Cuando llegaron, un gran payaso llamado Pipo salió de la carpa. Pipo tenía una nariz roja grande y unos zapatos enormes. "¡Hola, amiguito!", dijo Pipo, moviendo su mano. "¿Quieres ayudarme en un truco?"
Lucas sonrió. "¡Sí, sí!" exclamó emocionado. El payaso se rió y le dijo: "Perfecto, pero hay un pequeño problema. Mi sombrero mágico se ha perdido. ¡Sin él, no puedo hacer mi mejor truco!"
Lucas miró a Pipo con ojos grandes. "¿Vamos a buscarlo?" preguntó con alegría. "¡Sí!" dijo Pipo, saliendo a buscar el sombrero.
Caminaron por el circo. Pasaron por la jaula de los leones, donde los leones rugían. "¡Roar! ¡Roar!" hacían los leones. Lucas se rió y dijo: "¡Son muy ruidosos!"
Luego, llegaron al rincón de los malabaristas. "¿Han visto mi sombrero?" preguntó Pipo.
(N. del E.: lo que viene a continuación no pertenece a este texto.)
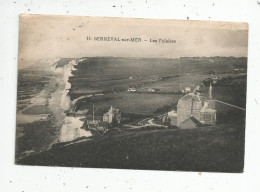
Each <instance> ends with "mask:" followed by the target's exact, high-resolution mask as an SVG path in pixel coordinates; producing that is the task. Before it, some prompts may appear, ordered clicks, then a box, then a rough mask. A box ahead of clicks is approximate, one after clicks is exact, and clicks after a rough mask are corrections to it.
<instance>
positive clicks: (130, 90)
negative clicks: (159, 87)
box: [127, 87, 137, 93]
mask: <svg viewBox="0 0 260 192" xmlns="http://www.w3.org/2000/svg"><path fill="white" fill-rule="evenodd" d="M127 91H128V92H129V93H132V92H136V91H137V89H136V88H132V87H130V88H128V90H127Z"/></svg>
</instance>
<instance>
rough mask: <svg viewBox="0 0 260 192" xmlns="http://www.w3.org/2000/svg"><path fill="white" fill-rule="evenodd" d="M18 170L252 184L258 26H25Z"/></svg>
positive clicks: (49, 16)
mask: <svg viewBox="0 0 260 192" xmlns="http://www.w3.org/2000/svg"><path fill="white" fill-rule="evenodd" d="M18 52H19V58H18V82H17V85H18V87H17V115H16V141H15V164H17V165H29V166H59V167H85V168H113V169H139V170H166V171H199V172H228V173H242V172H243V171H244V154H245V123H246V122H245V118H246V92H247V91H246V90H247V53H248V24H247V23H242V22H241V23H239V22H217V21H190V20H166V19H165V20H160V19H130V18H108V17H107V18H106V17H81V16H55V15H20V21H19V51H18Z"/></svg>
Los malabaristas sacudieron la cabeza. "No lo hemos visto, pero podemos ayudar a buscarlo", dijeron.
Mientras buscaban, Lucas encontró un sombrero de payaso en el suelo. "¡Mira, Pipo!" gritó Lucas. "¡Tu sombrero!" Pipo saltó de alegría. "¡Eres un gran ayudante, Lucas!"
Pipo se puso el sombrero y dijo: "¡Ahora voy a hacer mi truco!" Hizo malabares con pelotas de colores. Lucas aplaudió y gritó: "¡Más, más!"
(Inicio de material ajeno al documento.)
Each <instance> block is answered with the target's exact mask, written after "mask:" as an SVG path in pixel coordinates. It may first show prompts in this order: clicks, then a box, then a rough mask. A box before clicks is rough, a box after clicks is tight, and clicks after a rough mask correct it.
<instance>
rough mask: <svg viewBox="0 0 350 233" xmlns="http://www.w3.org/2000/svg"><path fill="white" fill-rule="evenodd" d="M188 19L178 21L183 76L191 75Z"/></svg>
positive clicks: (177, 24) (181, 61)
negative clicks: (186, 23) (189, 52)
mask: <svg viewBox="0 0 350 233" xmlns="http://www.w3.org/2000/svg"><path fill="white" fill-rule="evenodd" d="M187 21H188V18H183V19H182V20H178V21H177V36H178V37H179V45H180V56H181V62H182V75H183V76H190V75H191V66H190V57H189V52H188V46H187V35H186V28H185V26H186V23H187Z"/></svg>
El circo estaba lleno de risas y alegría. Lucas había ayudado al payaso y todos estaban felices. “¡Gracias, Lucas!” dijeron todos. Y así, el pequeño niño se convirtió en un héroe del circo, rodeado de risas y magia.
Al final del día, Lucas volvió a casa con una gran sonrisa en su rostro, recordando las risas y la alegría del circo. ¡Qué aventura tan divertida!